The company also had to maneuver through another industry-wide pain point; patients were coming to hospice too late, with only a few days to live. 

One of Silverstone’s solutions was to launch its palliative care service. While the hospice does not bill patients for those services, palliative care gives them earlier access to those individuals and families. This allows Silverstone clinicians to engage them in goals-of-care conversations sooner in their disease process, allowing for earlier hospice admissions when it becomes appropriate.

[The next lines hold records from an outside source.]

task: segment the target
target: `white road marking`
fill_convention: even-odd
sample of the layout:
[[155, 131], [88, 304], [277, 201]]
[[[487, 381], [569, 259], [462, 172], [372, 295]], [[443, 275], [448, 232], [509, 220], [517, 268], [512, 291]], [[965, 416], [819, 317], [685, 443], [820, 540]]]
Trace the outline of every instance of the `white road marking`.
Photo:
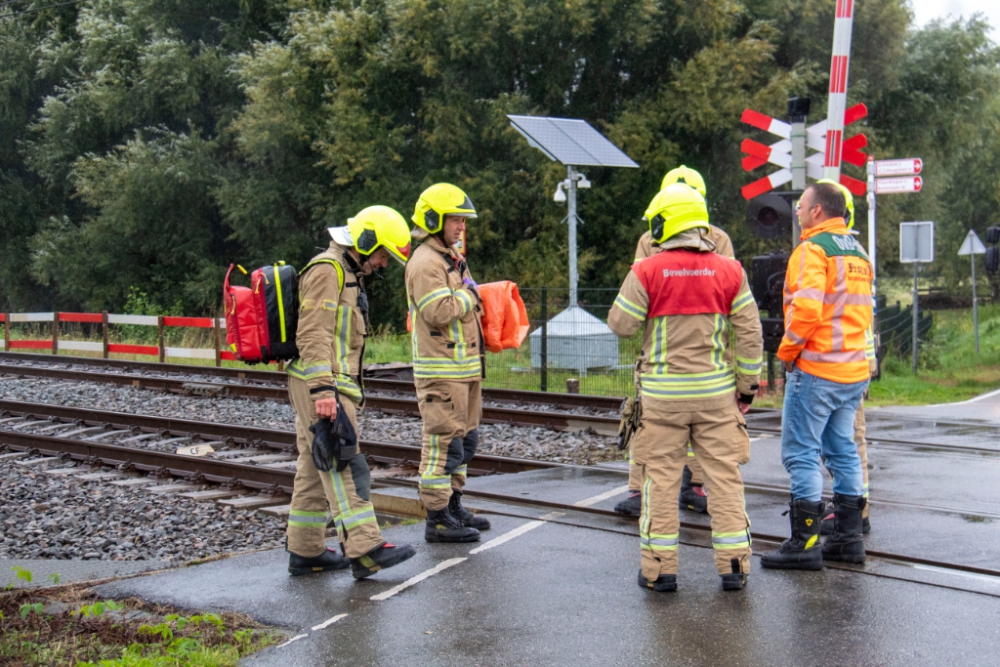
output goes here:
[[297, 642], [298, 640], [300, 640], [300, 639], [302, 639], [304, 637], [308, 637], [308, 636], [309, 636], [308, 632], [305, 633], [304, 635], [295, 635], [294, 637], [292, 637], [291, 639], [289, 639], [284, 644], [281, 644], [280, 646], [276, 646], [275, 648], [284, 648], [284, 647], [288, 646], [289, 644], [291, 644], [292, 642]]
[[997, 396], [998, 394], [1000, 394], [1000, 389], [995, 389], [995, 390], [987, 392], [985, 394], [981, 394], [979, 396], [975, 396], [973, 398], [970, 398], [967, 401], [959, 401], [957, 403], [934, 403], [933, 405], [925, 405], [923, 407], [925, 407], [925, 408], [948, 408], [948, 407], [952, 407], [954, 405], [968, 405], [969, 403], [975, 403], [977, 401], [982, 401], [982, 400], [987, 399], [987, 398], [993, 398], [994, 396]]
[[541, 519], [539, 519], [537, 521], [529, 521], [528, 523], [523, 524], [521, 526], [518, 526], [517, 528], [515, 528], [514, 530], [512, 530], [510, 532], [504, 533], [500, 537], [494, 537], [492, 540], [490, 540], [486, 544], [483, 544], [482, 546], [476, 547], [475, 549], [473, 549], [472, 551], [470, 551], [469, 555], [471, 556], [473, 554], [478, 554], [480, 552], [486, 551], [487, 549], [492, 549], [493, 547], [498, 547], [501, 544], [503, 544], [504, 542], [509, 542], [512, 539], [514, 539], [515, 537], [519, 537], [521, 535], [524, 535], [529, 530], [534, 530], [535, 528], [538, 528], [539, 526], [544, 526], [547, 522], [549, 522], [549, 521], [551, 521], [553, 519], [558, 519], [561, 516], [563, 516], [562, 512], [549, 512], [548, 514], [546, 514], [545, 516], [543, 516]]
[[608, 498], [614, 498], [615, 496], [620, 496], [623, 493], [628, 493], [628, 484], [625, 486], [619, 486], [617, 489], [611, 489], [610, 491], [605, 491], [599, 495], [593, 496], [592, 498], [587, 498], [586, 500], [581, 500], [580, 502], [573, 503], [576, 507], [590, 507], [591, 505], [596, 505], [602, 500], [607, 500]]
[[393, 588], [390, 588], [389, 590], [385, 591], [384, 593], [379, 593], [378, 595], [373, 595], [371, 597], [371, 599], [372, 600], [388, 600], [389, 598], [391, 598], [396, 593], [399, 593], [400, 591], [404, 591], [407, 588], [409, 588], [410, 586], [413, 586], [414, 584], [419, 584], [424, 579], [427, 579], [428, 577], [434, 576], [438, 572], [441, 572], [443, 570], [447, 570], [449, 567], [452, 567], [454, 565], [458, 565], [459, 563], [463, 563], [463, 562], [465, 562], [467, 560], [468, 560], [468, 558], [450, 558], [450, 559], [448, 559], [446, 561], [442, 561], [442, 562], [438, 563], [437, 565], [435, 565], [434, 567], [432, 567], [431, 569], [426, 570], [424, 572], [421, 572], [420, 574], [418, 574], [415, 577], [407, 579], [406, 581], [404, 581], [403, 583], [401, 583], [399, 586], [394, 586]]
[[336, 623], [337, 621], [339, 621], [342, 618], [347, 618], [347, 614], [337, 614], [336, 616], [334, 616], [333, 618], [331, 618], [328, 621], [323, 621], [319, 625], [314, 625], [312, 627], [313, 632], [316, 632], [317, 630], [322, 630], [323, 628], [327, 627], [328, 625], [333, 625], [334, 623]]

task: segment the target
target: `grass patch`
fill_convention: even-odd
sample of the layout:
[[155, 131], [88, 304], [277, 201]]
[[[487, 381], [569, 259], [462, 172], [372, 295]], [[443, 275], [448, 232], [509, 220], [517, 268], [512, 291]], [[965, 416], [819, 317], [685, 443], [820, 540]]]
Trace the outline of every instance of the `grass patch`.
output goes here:
[[99, 600], [84, 585], [0, 597], [0, 664], [11, 667], [229, 667], [283, 638], [247, 616]]

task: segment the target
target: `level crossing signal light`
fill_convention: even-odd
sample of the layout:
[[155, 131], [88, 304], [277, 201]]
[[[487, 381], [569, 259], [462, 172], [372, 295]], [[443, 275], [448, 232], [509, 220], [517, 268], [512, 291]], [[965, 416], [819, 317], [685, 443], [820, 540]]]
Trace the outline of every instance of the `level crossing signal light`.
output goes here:
[[766, 310], [770, 317], [761, 317], [760, 323], [764, 333], [764, 351], [777, 352], [781, 345], [781, 337], [785, 335], [785, 321], [782, 317], [782, 288], [785, 284], [785, 268], [788, 266], [788, 253], [776, 250], [769, 255], [754, 257], [753, 292], [757, 307]]
[[751, 199], [747, 204], [750, 231], [762, 239], [787, 239], [792, 233], [795, 202], [801, 196], [801, 190], [786, 190]]
[[990, 244], [984, 258], [986, 270], [996, 273], [1000, 271], [1000, 248], [997, 248], [997, 243], [1000, 243], [1000, 225], [993, 225], [986, 230], [986, 242]]

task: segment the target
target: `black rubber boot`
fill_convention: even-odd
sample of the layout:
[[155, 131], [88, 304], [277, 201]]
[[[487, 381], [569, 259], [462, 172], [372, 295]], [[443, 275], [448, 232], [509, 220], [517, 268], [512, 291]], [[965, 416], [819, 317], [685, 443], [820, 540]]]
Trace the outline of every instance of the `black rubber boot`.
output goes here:
[[343, 570], [349, 567], [351, 562], [333, 549], [327, 549], [318, 556], [306, 558], [296, 553], [288, 552], [288, 572], [297, 577], [300, 574], [312, 574], [313, 572], [326, 572], [327, 570]]
[[742, 591], [747, 585], [747, 575], [740, 569], [740, 561], [738, 558], [733, 558], [729, 562], [732, 564], [732, 573], [719, 575], [722, 578], [722, 590]]
[[432, 512], [427, 510], [427, 528], [424, 539], [428, 542], [477, 542], [479, 531], [468, 528], [452, 516], [447, 507]]
[[[865, 498], [865, 504], [868, 504], [867, 498]], [[867, 535], [870, 532], [872, 532], [871, 517], [861, 517], [861, 534]], [[823, 517], [823, 527], [820, 529], [819, 534], [824, 537], [833, 535], [833, 503], [827, 506], [827, 514]]]
[[399, 565], [404, 560], [413, 558], [417, 550], [409, 544], [389, 544], [383, 542], [364, 556], [351, 559], [351, 574], [355, 579], [364, 579], [379, 570], [385, 570], [393, 565]]
[[628, 498], [615, 505], [615, 511], [628, 516], [642, 516], [642, 491], [629, 491]]
[[861, 512], [864, 508], [864, 496], [833, 494], [833, 534], [823, 542], [825, 560], [865, 562], [865, 543], [861, 539]]
[[672, 593], [677, 590], [676, 574], [661, 574], [656, 579], [647, 579], [639, 570], [639, 588], [648, 588], [658, 593]]
[[469, 510], [462, 507], [462, 492], [457, 489], [452, 489], [451, 499], [448, 500], [448, 511], [451, 515], [462, 522], [462, 525], [466, 528], [475, 528], [476, 530], [489, 530], [490, 522], [481, 516], [476, 516]]
[[691, 483], [691, 469], [684, 466], [684, 477], [681, 479], [681, 490], [677, 494], [677, 505], [682, 510], [691, 510], [708, 514], [708, 496], [701, 484]]
[[823, 518], [823, 501], [793, 500], [789, 503], [789, 512], [791, 538], [782, 542], [777, 551], [764, 554], [761, 565], [782, 570], [822, 570], [819, 527]]

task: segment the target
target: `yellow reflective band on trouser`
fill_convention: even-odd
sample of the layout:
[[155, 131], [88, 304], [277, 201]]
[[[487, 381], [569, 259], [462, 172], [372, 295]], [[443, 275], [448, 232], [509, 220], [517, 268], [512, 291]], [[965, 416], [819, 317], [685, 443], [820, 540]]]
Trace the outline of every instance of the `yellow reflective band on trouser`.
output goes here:
[[741, 530], [738, 533], [712, 531], [712, 546], [716, 549], [749, 549], [750, 542], [749, 530]]
[[417, 310], [423, 310], [432, 302], [437, 301], [438, 299], [443, 299], [446, 296], [451, 296], [451, 289], [448, 287], [442, 287], [441, 289], [436, 289], [433, 292], [425, 294], [424, 298], [418, 301], [415, 305], [417, 306]]
[[[917, 304], [917, 305], [919, 305], [919, 304]], [[690, 442], [688, 443], [688, 456], [694, 458], [694, 447], [691, 446]]]
[[676, 551], [679, 533], [673, 535], [657, 535], [656, 533], [639, 533], [639, 546], [650, 551]]
[[722, 341], [722, 332], [726, 330], [726, 318], [715, 316], [715, 330], [712, 332], [712, 363], [720, 371], [726, 370], [726, 344]]
[[441, 436], [431, 435], [428, 437], [428, 447], [430, 453], [427, 456], [427, 469], [420, 475], [420, 487], [424, 489], [447, 489], [451, 486], [451, 475], [435, 475], [441, 462]]
[[642, 395], [650, 398], [697, 399], [722, 396], [736, 390], [736, 374], [732, 369], [708, 373], [677, 373], [640, 376]]
[[637, 320], [646, 319], [646, 309], [643, 308], [642, 306], [632, 303], [621, 294], [619, 294], [618, 297], [615, 299], [615, 305], [618, 306], [618, 308], [620, 308], [623, 313], [625, 313], [626, 315], [631, 315]]
[[288, 367], [285, 370], [292, 377], [305, 381], [323, 377], [324, 375], [331, 375], [333, 373], [330, 367], [330, 362], [326, 359], [309, 362], [296, 359], [292, 363], [288, 364]]
[[744, 373], [756, 373], [763, 364], [763, 357], [736, 357], [736, 367]]
[[337, 524], [339, 527], [343, 527], [344, 530], [351, 530], [352, 528], [357, 528], [363, 523], [372, 523], [375, 520], [375, 508], [368, 507], [366, 509], [354, 510], [337, 517]]
[[467, 477], [468, 473], [469, 473], [469, 466], [467, 466], [467, 465], [465, 465], [463, 463], [462, 465], [460, 465], [457, 468], [455, 468], [455, 472], [453, 472], [452, 474], [453, 475], [458, 475], [460, 477]]
[[337, 309], [337, 326], [333, 332], [333, 352], [337, 358], [337, 370], [340, 373], [351, 375], [351, 365], [347, 363], [347, 358], [351, 354], [351, 317], [353, 311], [347, 306], [340, 306]]
[[288, 511], [288, 525], [298, 528], [316, 528], [326, 530], [328, 512], [303, 512], [302, 510]]

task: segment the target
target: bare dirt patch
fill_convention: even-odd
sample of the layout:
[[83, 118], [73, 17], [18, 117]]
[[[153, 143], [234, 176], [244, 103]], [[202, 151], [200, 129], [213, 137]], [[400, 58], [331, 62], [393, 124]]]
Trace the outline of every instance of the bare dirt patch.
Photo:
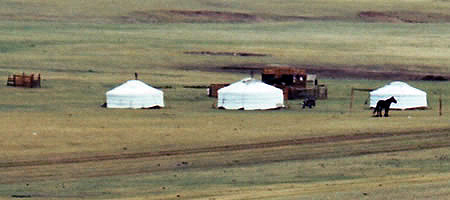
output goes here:
[[212, 10], [150, 10], [134, 11], [120, 16], [121, 23], [257, 23], [264, 21], [329, 21], [355, 20], [387, 23], [449, 23], [450, 15], [410, 11], [361, 11], [357, 16], [302, 16], [250, 14]]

Silverstone further realized that they needed processes to ensure they responded quickly to referrals. They set a goal of achieving a five-minute turnaround time and focused on building a back office infrastructure with enough staff on the phones to take the hundreds of calls that were coming in every month, according to Montiel.

The company also oriented its marketing around education, both for residents of the communities they serve and for clinicians working in other settings.

“We should call [marketing teams] ‘patient advocates’ as well as ‘marketers,’” Montiel said. “Today, on average, one salesperson enrolls 20 to 30 patients a month, which is unheard of, because of the way we present ourselves is as an educational resource. We are caregivers, but before we can do that we have to be educators.”